MSK Masters Biocellular Blog: Optimal Response with Precise Placement
UC San Diego Hemophilia Center
Randy Moore, DC, RDMS, RMSK and Dr. Annette von Drygalski are working together to develop and validate the JADE Protocol, the Joint Activity and Damage Exam to monitor and quantify joint status in the hemophilic patient. See Dr. Annette von Drygalski here at UC San Diego Hemophilia Treatment Center performing an ultrasound guided elbow injection.
“Turning the Page”… MSK Masters Online Curriculum
Digital format handouts to accompany the registry review are available, and I have developed a hardcopy book of the same handouts that will be available as well, for those who need something to “scratch notes” on. The curriculum is not only comprehensive, but I decided to make it financially accessible/affordable. The next project will be a textbook for ultrasound guided procedures in the similar format of “Sonography of the Extremities”.

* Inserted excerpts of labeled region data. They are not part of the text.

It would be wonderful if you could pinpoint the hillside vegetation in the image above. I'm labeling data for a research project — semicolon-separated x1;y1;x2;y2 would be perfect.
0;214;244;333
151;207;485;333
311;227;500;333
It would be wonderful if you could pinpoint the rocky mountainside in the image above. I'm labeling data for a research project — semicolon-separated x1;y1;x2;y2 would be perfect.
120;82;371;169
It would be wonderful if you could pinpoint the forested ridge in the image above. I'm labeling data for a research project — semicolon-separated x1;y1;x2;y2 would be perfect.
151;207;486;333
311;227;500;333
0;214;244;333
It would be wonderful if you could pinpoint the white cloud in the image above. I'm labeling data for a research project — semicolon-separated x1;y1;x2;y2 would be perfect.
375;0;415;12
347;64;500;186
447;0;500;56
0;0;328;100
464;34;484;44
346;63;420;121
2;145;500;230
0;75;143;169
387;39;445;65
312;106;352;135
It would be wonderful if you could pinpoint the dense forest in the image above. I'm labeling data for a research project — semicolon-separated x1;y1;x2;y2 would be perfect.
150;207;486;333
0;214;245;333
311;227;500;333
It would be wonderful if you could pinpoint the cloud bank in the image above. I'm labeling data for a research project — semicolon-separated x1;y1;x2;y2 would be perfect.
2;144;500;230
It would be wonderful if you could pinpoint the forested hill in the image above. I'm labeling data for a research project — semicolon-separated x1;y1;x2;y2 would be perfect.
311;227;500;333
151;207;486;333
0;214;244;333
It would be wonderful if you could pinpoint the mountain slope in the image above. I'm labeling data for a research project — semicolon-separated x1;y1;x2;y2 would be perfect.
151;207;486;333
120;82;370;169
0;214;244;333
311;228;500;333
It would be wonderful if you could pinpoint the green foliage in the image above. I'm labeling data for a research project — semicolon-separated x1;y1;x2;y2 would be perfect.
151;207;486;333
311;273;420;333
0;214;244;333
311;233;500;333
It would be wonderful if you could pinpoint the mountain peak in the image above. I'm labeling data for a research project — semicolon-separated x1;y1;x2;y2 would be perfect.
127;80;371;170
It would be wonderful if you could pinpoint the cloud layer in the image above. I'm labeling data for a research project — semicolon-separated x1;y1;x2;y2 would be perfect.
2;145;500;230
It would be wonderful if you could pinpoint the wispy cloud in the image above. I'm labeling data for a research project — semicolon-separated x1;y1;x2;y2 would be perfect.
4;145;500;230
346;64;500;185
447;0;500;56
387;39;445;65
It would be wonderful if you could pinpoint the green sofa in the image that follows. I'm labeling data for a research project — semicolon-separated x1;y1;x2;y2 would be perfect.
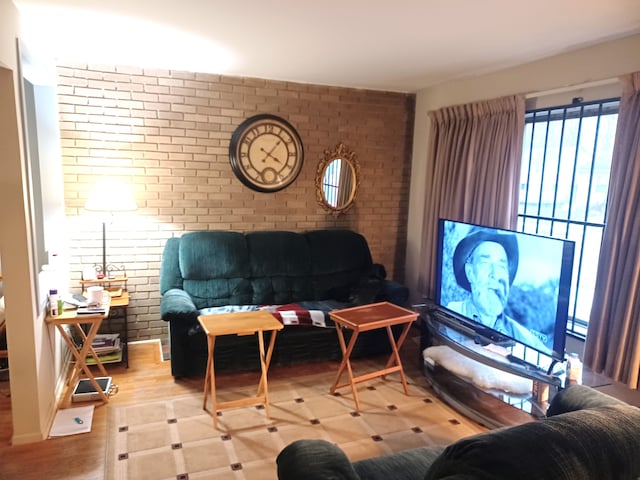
160;230;409;377
276;385;640;480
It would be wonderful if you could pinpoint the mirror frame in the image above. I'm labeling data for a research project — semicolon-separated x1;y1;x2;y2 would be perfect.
316;142;360;215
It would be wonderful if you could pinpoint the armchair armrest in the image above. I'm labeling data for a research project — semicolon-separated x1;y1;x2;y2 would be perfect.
547;385;626;417
160;288;198;322
276;440;360;480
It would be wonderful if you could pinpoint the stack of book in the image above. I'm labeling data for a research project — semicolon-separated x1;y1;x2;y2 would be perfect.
87;333;122;365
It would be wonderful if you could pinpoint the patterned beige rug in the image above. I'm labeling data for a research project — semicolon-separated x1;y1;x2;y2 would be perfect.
105;364;483;480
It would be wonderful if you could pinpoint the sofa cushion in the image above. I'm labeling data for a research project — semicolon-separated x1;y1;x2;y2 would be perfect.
276;440;364;480
304;230;373;302
547;385;625;417
353;445;445;480
425;405;640;480
245;231;313;305
178;231;252;308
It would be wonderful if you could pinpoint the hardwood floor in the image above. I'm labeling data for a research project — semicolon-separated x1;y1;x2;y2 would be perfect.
0;330;438;480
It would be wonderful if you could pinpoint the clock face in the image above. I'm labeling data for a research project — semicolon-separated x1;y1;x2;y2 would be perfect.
229;114;304;192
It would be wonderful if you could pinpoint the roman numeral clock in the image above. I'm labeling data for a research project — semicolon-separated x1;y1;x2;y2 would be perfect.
229;114;304;193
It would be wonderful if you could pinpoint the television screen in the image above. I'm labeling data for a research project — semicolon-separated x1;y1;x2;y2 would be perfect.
436;219;574;361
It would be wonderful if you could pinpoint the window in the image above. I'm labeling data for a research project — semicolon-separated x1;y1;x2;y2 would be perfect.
518;99;620;338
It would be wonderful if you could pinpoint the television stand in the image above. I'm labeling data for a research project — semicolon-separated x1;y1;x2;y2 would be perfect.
421;307;563;428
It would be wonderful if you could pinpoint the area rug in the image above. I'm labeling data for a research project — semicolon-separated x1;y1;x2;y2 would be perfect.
105;371;484;480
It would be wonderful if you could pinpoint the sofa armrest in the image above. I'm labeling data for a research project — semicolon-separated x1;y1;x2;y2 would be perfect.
276;440;360;480
381;280;409;306
160;288;198;322
547;385;626;417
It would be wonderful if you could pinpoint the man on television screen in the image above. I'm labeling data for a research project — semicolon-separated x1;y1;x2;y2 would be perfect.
447;229;548;351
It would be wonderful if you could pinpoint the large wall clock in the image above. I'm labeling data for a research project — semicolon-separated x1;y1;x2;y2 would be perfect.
229;114;304;192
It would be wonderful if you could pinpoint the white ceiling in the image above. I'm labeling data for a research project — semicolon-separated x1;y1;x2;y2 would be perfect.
14;0;640;92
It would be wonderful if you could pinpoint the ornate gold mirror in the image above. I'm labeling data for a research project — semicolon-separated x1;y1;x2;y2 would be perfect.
316;143;360;215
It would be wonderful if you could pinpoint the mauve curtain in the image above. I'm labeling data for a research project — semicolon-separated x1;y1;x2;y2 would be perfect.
584;72;640;389
418;96;525;298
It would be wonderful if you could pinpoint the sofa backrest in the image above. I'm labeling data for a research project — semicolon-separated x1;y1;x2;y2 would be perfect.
160;230;372;308
304;230;372;301
245;232;313;305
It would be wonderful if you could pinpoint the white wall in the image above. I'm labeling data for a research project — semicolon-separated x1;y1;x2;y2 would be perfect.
0;0;56;444
405;35;640;302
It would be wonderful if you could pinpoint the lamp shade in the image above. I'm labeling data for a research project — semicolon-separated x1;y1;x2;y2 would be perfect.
84;180;138;212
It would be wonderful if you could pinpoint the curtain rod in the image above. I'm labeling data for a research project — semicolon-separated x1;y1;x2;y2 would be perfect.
524;77;619;99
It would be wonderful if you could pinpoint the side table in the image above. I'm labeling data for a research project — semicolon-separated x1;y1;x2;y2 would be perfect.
329;302;418;411
45;306;109;403
198;310;283;429
80;275;129;368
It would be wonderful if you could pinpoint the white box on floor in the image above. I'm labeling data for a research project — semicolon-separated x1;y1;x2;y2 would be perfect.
71;377;112;402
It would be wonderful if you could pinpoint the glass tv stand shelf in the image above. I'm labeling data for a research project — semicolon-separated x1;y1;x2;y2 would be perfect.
422;307;563;428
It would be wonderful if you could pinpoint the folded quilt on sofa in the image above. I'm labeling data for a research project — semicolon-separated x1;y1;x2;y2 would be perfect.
198;300;351;328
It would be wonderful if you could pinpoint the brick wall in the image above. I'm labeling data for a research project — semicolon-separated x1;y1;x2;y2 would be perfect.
58;64;415;340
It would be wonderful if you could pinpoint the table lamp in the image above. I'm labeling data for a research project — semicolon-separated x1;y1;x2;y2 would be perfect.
84;179;138;278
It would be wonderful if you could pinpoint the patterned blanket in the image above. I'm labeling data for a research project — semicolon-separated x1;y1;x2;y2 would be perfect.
198;300;352;328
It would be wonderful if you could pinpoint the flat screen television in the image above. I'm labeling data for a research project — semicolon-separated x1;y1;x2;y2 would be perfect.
436;219;575;361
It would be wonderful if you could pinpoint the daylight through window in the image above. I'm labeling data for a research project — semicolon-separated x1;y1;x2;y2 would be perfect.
518;99;620;337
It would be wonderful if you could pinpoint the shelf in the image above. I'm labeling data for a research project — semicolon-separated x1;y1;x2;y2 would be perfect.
80;276;129;285
86;349;122;365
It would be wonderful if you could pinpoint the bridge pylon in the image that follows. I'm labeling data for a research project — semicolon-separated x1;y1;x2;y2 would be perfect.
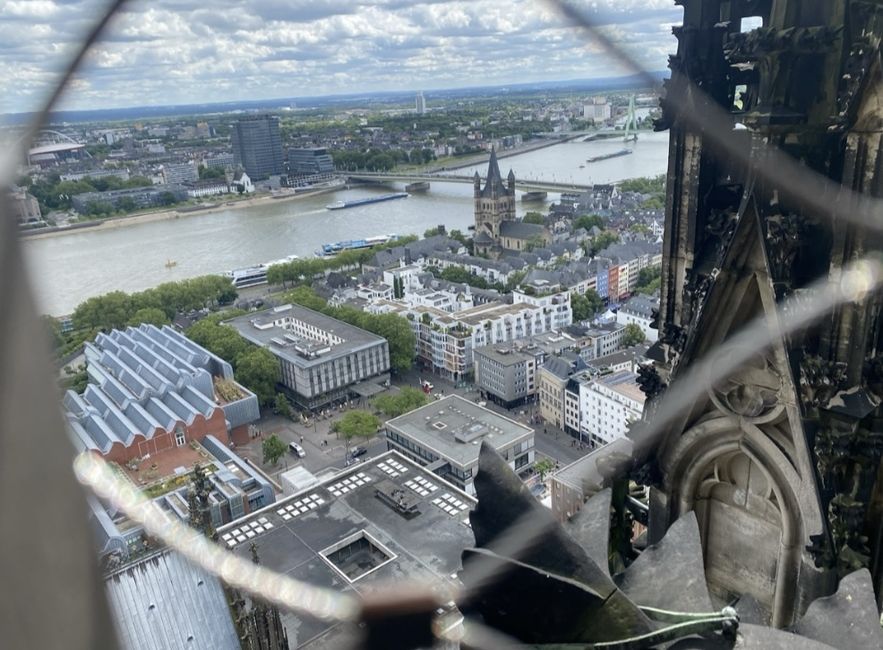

I am excited for the future, but the future is built on the past. Presenting a solid foundation of MSK fundamentals in an understandable and reproducible fashion has proven to be essential to sonographers, doctors and physical therapists employing MSK over the last 25 years.
I remain steadfast and convinced through many, many personal experiences that on site “home turf” training is more effective than remote destination courses, especially in the field of regenerative medicine and its inseparable relationship with ultrasound. Live teaching remains my passion, and I encourage everyone to consider on-site training or workshops.
Hands On Seminar
This past weekend, I spent three days teaching MSK Ultrsaound in New York City. On Friday and Saturday I presented lower extremity procedures to doctors of physical therapy at the Hands-On Seminar workshop in Astoria. On Sunday, I presented shoulder and lumbar spine scanning protocols to the International Society of Regenerative Medicine.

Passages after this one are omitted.